When undergoing rectal cancer surgery, the piece of bowel containing the cancer is removed but surgeons then have to re-join the two healthy ends. Sometimes, this join does not heal properly, causing the bowel to leak. This is a potentially fatal complication known as an anastomotic leak.
The IntAct study will determine whether the use of new technology such as the cancer centre’s robotic system, which enables patients to undergo minimally invasive or keyhole surgery, is better than conventional surgery at reducing the risk of this dangerous complication.
With the first patient already recruited to the trail, consultant colorectal surgeon Mr Yannis Peristerakis said: “We are delighted to have established one of the best performing robotic colorectal units in the UK and proud to be contributing to a high profile international study.”
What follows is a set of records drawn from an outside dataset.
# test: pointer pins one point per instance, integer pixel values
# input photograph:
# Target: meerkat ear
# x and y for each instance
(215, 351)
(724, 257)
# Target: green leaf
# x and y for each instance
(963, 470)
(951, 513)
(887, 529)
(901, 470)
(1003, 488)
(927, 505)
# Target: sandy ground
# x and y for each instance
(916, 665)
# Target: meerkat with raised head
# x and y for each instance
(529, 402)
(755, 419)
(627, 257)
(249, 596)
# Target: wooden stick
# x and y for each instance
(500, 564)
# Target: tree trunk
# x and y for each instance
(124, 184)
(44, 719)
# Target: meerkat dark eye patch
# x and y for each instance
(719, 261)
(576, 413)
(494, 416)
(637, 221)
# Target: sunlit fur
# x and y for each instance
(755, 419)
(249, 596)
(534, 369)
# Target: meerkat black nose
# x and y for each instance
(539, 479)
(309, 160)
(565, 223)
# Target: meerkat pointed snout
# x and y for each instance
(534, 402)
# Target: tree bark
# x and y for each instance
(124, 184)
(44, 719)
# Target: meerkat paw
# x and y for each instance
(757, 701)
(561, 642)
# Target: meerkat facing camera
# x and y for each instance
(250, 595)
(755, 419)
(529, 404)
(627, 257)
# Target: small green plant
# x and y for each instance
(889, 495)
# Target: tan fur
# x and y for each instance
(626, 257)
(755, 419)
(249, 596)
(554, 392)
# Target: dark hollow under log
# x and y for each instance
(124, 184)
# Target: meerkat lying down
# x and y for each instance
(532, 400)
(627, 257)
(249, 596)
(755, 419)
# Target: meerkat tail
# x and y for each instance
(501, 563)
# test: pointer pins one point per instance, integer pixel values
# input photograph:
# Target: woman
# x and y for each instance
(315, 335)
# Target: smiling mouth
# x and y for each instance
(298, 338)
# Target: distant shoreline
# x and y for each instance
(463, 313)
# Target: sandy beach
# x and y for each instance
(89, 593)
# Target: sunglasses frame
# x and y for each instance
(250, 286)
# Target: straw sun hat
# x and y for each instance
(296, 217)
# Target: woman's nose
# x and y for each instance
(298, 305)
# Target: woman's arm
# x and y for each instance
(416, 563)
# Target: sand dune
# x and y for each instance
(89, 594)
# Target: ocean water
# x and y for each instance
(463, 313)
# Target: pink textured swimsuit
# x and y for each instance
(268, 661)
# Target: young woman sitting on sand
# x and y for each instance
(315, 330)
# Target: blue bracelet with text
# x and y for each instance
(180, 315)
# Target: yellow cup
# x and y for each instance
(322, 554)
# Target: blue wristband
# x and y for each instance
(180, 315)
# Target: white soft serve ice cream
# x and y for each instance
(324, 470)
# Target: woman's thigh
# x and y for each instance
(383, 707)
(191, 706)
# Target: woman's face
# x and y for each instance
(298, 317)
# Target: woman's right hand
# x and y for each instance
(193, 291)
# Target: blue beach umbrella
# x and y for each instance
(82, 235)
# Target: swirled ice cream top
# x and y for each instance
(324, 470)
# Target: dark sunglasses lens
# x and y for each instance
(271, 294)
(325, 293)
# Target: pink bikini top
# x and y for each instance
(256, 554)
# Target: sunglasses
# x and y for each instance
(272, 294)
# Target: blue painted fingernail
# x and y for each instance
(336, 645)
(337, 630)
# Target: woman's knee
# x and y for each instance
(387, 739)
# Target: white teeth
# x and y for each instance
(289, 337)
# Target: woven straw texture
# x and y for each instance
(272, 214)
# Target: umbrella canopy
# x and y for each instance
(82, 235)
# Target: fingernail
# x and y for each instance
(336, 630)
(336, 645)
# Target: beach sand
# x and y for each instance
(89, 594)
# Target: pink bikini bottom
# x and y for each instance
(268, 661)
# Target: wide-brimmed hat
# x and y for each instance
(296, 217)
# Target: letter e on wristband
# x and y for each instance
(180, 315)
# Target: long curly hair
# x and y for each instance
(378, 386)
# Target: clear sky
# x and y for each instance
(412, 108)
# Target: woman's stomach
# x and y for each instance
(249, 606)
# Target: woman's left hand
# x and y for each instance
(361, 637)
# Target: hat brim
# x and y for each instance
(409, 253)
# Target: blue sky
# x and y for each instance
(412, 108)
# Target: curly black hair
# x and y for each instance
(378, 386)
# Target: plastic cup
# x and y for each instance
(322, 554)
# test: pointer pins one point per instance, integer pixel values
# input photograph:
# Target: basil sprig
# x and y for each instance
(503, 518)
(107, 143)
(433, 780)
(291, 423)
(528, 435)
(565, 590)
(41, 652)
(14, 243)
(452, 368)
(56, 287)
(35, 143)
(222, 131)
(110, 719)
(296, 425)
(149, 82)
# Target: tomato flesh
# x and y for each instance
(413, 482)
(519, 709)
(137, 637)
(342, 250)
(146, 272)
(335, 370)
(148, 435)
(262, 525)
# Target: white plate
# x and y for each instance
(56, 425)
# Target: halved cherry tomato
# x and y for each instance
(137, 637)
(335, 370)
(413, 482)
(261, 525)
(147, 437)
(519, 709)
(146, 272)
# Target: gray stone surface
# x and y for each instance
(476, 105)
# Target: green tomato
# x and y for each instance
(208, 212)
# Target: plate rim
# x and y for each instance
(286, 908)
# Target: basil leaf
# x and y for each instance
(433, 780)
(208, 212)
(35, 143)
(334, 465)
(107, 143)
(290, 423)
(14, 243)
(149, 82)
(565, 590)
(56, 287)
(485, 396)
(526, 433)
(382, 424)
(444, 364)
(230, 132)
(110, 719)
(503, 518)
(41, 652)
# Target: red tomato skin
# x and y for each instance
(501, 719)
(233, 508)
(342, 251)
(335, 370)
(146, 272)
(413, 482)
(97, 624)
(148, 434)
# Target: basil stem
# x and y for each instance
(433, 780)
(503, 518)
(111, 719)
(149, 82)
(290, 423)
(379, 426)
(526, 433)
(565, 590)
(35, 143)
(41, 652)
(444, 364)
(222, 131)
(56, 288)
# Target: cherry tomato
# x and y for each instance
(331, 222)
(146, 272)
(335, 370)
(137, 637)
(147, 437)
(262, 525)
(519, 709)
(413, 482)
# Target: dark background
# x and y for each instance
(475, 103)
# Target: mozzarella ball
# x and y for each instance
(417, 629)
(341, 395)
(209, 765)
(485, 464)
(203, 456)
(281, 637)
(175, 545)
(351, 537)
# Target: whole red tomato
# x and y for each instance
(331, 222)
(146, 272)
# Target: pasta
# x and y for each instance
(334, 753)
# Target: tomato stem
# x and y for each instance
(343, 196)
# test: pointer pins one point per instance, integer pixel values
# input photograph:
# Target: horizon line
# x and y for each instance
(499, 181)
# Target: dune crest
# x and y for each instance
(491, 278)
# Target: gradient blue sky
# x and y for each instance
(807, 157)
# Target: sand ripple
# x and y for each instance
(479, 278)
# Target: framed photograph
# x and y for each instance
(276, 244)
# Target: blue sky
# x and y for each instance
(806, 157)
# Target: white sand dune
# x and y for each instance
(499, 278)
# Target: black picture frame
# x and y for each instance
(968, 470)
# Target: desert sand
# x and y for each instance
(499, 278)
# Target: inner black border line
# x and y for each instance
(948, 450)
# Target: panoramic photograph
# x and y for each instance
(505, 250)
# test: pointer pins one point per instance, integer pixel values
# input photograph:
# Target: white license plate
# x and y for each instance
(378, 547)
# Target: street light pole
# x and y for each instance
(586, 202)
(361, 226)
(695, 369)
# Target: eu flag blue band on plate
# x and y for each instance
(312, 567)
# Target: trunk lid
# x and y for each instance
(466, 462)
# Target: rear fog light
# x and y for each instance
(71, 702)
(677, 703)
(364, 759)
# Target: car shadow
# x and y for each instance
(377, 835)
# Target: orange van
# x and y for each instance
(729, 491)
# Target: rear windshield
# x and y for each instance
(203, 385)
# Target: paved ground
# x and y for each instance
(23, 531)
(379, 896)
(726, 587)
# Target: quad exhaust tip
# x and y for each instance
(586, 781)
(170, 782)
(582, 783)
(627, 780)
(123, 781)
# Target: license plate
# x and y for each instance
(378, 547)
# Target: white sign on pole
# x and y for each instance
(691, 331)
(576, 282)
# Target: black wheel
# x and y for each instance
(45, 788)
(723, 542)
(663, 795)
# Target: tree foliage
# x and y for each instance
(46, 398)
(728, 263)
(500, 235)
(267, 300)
Since its first procedure last May, the cancer centre’s robot has been hugely successful in improving outcomes for cancer patients from throughout Lancashire and South Cumbria undergoing surgery for a variety of different cancers. It has been used for 248 operations, enabling patients to benefit from speedier recovery times with the need for less post-operative pain relief and shorter hospital stays.
The robot provides a three dimensional view of the area to be operated on and its ‘wristed’ instruments allow much greater control and care of tissues, making it much easier for surgeons to access parts of the body that are difficult to reach and undertake complex procedures.